Tantra Is For Lovers

 

What is "The Art of Loving"?  What does it have to do with Tantra?

The late sociologist Erich Fromm coined the term "The Art of Loving" in the fifties, which formed the title of his best-selling book

Fromm's thesis is simple:  Love is a verb.

Perhaps you've heard it stated this way in the more current, popular literature.  As bell hooks states, "Imagine how much easier it would be for us to learn how to love if we began with a shared definition.  The word 'love' is most often defined as a noun, yet all the more astute theorists of love acknowledge that we would all love better if we used it as a verb."

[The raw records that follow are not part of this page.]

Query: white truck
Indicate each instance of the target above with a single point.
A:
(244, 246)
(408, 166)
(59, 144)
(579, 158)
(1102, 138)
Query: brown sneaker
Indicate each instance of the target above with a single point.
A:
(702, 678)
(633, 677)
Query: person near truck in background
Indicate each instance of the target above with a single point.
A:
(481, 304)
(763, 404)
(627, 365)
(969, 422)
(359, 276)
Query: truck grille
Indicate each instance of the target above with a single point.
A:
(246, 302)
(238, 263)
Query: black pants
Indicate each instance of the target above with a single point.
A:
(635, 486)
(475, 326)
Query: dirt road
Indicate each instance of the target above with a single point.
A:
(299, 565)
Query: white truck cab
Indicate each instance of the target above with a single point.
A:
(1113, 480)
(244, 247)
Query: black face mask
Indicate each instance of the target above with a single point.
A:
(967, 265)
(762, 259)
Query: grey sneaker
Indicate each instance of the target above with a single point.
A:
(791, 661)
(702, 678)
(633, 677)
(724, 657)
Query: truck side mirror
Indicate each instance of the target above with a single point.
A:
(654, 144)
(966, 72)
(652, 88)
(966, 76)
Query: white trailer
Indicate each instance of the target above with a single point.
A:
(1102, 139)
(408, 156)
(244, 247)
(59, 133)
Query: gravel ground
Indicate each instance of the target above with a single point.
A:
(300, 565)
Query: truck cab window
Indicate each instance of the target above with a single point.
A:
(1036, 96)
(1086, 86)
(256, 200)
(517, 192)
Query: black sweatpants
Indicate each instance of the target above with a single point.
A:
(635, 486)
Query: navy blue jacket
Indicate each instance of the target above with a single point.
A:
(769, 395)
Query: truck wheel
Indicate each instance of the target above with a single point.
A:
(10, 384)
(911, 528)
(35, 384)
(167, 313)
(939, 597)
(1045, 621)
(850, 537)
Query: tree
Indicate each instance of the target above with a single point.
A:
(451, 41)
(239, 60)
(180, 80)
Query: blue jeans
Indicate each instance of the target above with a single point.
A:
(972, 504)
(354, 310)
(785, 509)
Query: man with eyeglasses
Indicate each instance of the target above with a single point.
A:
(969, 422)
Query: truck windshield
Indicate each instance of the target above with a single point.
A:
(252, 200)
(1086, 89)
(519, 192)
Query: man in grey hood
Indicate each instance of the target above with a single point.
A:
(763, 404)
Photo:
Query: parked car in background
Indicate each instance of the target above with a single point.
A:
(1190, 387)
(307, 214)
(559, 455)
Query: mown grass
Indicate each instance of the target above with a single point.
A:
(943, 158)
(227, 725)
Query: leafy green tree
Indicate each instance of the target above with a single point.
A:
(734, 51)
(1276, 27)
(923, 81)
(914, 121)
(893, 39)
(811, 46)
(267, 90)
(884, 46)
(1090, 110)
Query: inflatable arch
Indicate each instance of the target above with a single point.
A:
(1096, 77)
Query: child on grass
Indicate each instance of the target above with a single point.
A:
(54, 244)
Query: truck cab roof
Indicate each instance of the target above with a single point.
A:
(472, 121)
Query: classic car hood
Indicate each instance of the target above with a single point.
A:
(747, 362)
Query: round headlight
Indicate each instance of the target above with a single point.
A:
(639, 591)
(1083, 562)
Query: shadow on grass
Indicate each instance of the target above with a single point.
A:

Many people have the idea that the way to have love is to "find" it, that is to find the objects of one's love.  Fromm's view is different, as he himself states, more mature.  According to his understanding of mature love, love is not simply a pleasant feeling which virtually anyone can experience.  Rather, mature love is an art, which one cultivates slowly and carefully over time, as with any other art.  It requires deliberate effort, and skill.  As Fromm puts it,

"This attitude--  that nothing is easier than to love--  has continued to be the prevalent idea about love despite the overwhelming evidence to the contrary."

"There is hardly any activity, any enterprise, which is started with such tremendous hopes and expectations, and yet, which fails so regularly as love."

Although love is the most difficult work, "the work for which all other work is mere preparation," still, To Touch is To Live.